Search code examples
pythonparsingpyparsing

Parse only relevant parts of block via PyParsing


I am using PyParsing to parse files that look like the following:

abc_module (
   .test_test1                       ( test_test_real1              ),
   .abc_test                         ( abc_test_real                ),
   .obs_test_one                     ( obs_test_one_real            ),
   .obs_test_two                     ( obs_test_two_real            )
);

cfg_module (
   .test_test2                       ( test_test_real2              ),
   .xyz_test                         ( xyz_test_real                )
);

xyz_module (
   .test_test2                       ( test_test_real2              ),
   .xyz_test                         ( xyz_test_real                ),
   .obs_test_three                   ( obs_test_three_real          ),
   .ahc_test                         ( ahc_test_real                ),
   .obs_test_four                    ( obs_test_four_real           )
);

I'm trying to pull out the module name of each codeblock in combination with optional lines that start with ".obs", so my desired ParseResult for this example file would be:

ParseResult = [["abc_module", ".obs_test_one", ".obs_test_two"], ["cfg_module"], ["xyz_module", ".obs_test_three", ".obs_test_four"]] 
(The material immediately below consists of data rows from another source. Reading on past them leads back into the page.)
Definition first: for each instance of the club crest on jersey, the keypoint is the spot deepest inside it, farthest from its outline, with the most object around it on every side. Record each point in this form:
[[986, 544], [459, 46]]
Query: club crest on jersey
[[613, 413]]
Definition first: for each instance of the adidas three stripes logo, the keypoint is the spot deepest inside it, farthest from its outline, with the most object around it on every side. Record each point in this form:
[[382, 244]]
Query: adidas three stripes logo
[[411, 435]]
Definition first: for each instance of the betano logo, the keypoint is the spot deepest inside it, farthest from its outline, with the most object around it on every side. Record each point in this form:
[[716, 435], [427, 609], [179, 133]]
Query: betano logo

So far I managed to parse the codeblocks, but the problem is that I am unable to pull out only .obs parts, I tried using PyParsings "skipTo" method, but I don't think that is the right tool for this.

My code so far:

keyword = Word(alphanums + '_' + ".")
sub_module_parser = keyword.setResultsName("module_name") + Suppress("(") + OneOrMore(
    keyword + Suppress("(" + keyword + ")" + Optional(","))).setResultsName("obs_param")

Solution

  • tl;dr - Best to not try to write a parser in one line, but step back and write up a plan first.

    Often I'll write the BNF using some kind of semi-formal notation, but I'm going to try something a little different. The BNF doesn't have to be super-rigorous, as long as it spells out your thinking about the structure of the text.

    This is a very clean structure, and no recursive nesting, so really lends itself to taking a few minutes and just writing down a plan for how the pyparsing code will look, before actually writing any code. It will also help you write a parser in logical groups - writing the whole parser in one line has no real benefit, and just makes it harder to understand and maintain later.

    To start, look for some logical, repetitive groups in your text. For instance, your submodules look like:

    (a name starting with a dot) "(" (an identifier) ")"
    

    Each module contains a list of these, separated by commas.

    The module itself looks like this:

    (an identifier) "(" (some submodules separated by commas) ")" ";" 
    

    Thinking in structures like this helps avoid some unhelpful misstemps, such as including the delimiting commas as part of the list item.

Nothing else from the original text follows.